10 Things Student Affairs Programs Don’t Teach You

Graduate programs in higher education and student affairs provide budding professionals with educational theory and insights that will be invaluable when working at a college or university. However, there are many lessons that will only be learned by actually being a student affairs professional.

While internships and practica linked to the graduate program can offer some skills development, they can perpetuate bad practices, particularly because there may be little if any direct curricular connection between the academic program and the department hosting the internship. Unfortunately, these practices then become ingrained in students’ minds and are carried with them throughout their professional lives.

Here is a list of topics that student affairs programs do not teach:

Budgeting & Finance – One of the key lessons for moving up the administrative ladder in student affairs is having a working knowledge and experience in budget and finance management. Unfortunately, any higher education finance courses taught are cursory in nature and do not provide any opportunities to learn how to create revenue and cut spending, which is almost certainly a requirement for department heads and executive higher education administrators.

Management & Supervision – Hiring and firing, assessing performance, and motivating employees are not areas that student affairs programs teach to students who will be prospective employers. Generally, these skills are learned best on-the-job and are influenced by the specific policies and procedures of the department and institution for which you work.

Political Saavy – Institutions of higher education are rife with personal and political agendas. While classes in ethics and discussions of case studies occur in student affairs programs, there typically are not “How To’s” taught in regards to holding your own in the political arena of higher education.

Theory vs. “Real World” – As is the case with any discipline, the ideal standards taught in class are going to differ from what occurs in actual practice. You can learn all there is to know about Astin, Chickering, and Tinto, but work with colleagues who never heard of them nor care about their place in the practice of student affairs.

Emergency Preparation – The health, safety, and security of our students has become one of the top priorities of all colleges and universities. Student Lifers outside of Residence Life (i.e., admissions, career services, etc.) typically do not have day-to-day operational concerns related to this area so it can be more difficult to get direct experience in this area.

Fundraising – University foundation and alumni departments are typically charged with raising external funds to be used for scholarships and special projects. This is another area that is particularly specialized and subject to specific institutional policies and federal and state guidelines and laws.

Program Development – Civil engineering programs teach students how to build bridges, medical programs teach students how to diagnose and treat illness, but student affairs programs do not teach prospective student affairs professionals how to develop, manage, and assess departmental programs. Having the knowledge to put these type of strategic plans together is crucial. Unfortunately, new professionals carry around “bad habits” learned from their undergraduate and even graduate institutions. They can incorporate these philosophies and practices into their new professional lives without being knowledegable about how to fully develop a department through evidence-based practices.

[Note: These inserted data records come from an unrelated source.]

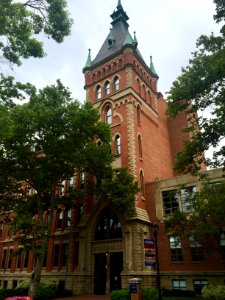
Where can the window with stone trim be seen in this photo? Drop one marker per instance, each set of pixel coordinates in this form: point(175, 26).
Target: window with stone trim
point(139, 146)
point(107, 88)
point(178, 199)
point(117, 145)
point(196, 248)
point(98, 92)
point(142, 183)
point(199, 284)
point(108, 115)
point(176, 254)
point(116, 84)
point(56, 254)
point(179, 284)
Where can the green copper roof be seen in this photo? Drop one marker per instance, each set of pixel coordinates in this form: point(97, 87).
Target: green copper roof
point(152, 66)
point(119, 4)
point(111, 40)
point(88, 62)
point(135, 42)
point(128, 39)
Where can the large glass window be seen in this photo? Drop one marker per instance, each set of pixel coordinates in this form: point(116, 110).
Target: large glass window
point(199, 284)
point(170, 201)
point(108, 227)
point(175, 248)
point(197, 253)
point(179, 284)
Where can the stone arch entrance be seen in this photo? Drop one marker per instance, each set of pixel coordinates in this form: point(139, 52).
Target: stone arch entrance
point(108, 253)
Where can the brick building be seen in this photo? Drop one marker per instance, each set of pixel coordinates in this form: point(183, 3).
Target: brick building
point(100, 250)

Marketing & Publicity – Now more than ever, colleges and universities face multiple challenges for attracting and retaining undergraduate students. Marketing has become essential in order to publicize both student affairs departments and institutions as a whole. Social media has now become ubiquitous in our world and especially in the lives of our students.

* Photo courtesy of Craig Parylo  

8 thoughts on “10 Things Student Affairs Programs Don’t Teach You

  1. TeachHigherEd

    Spot on – I teach an internship course for a higher ed program, as well as a “generalist skills” course as a means to help students get some of these skills while in school.

  2. MGR Clarion

    Good post! I’m going to reply to the site, as well!

    Donna M. Schaeffer, M.A.
    Community Manager
    Diane L. Reinhard Villages at Clarion University
    159 University Blvd.
    Clarion, PA 16214
    Office: 814-226-4740
    Fax: 814-226-4741

    Managed by [sig_logo]

  3. Jeremy

    I actually learned many of these things in my graduate program at Ohio University. Not all programs are created equal. Scrutinize the courses and objectives and you’ll find these things in some of the better programs.

    1. studentlifeguru

      Thanks for your comment, Jeremy. I also agree that all programs are not created equal, particularly those that do not follow CAS and ACPA / NASPA standards. Ohio U. has a reputable program with a very established student affairs division on campus so it stands to reason that you received an excellent experience there.

  4. Aja Holmes

    Spot on, I totally agree with the supervision aspect, that is the area I will focus on for my doctoral research.

    1. studentlifeguru

      Hello Aja – That would be a great topic to explore for a dissertation! Just some random ideas for topics if you do not already have one: actual versus perceived supervision readiness for new professionals; the role of practica and internships in supervision skills development; graduate program impact upon full-time student versus part-time student / full-time professional’s supervision efficacy. Example research question: How do higher education doctoral programs impact supervisory skills of graduate assistants in Housing & Residence Life? (or whatever department your passion lies)

      The possibilities are pretty much endless! I would be more than willing to take a look at your proposal when you get to that stage.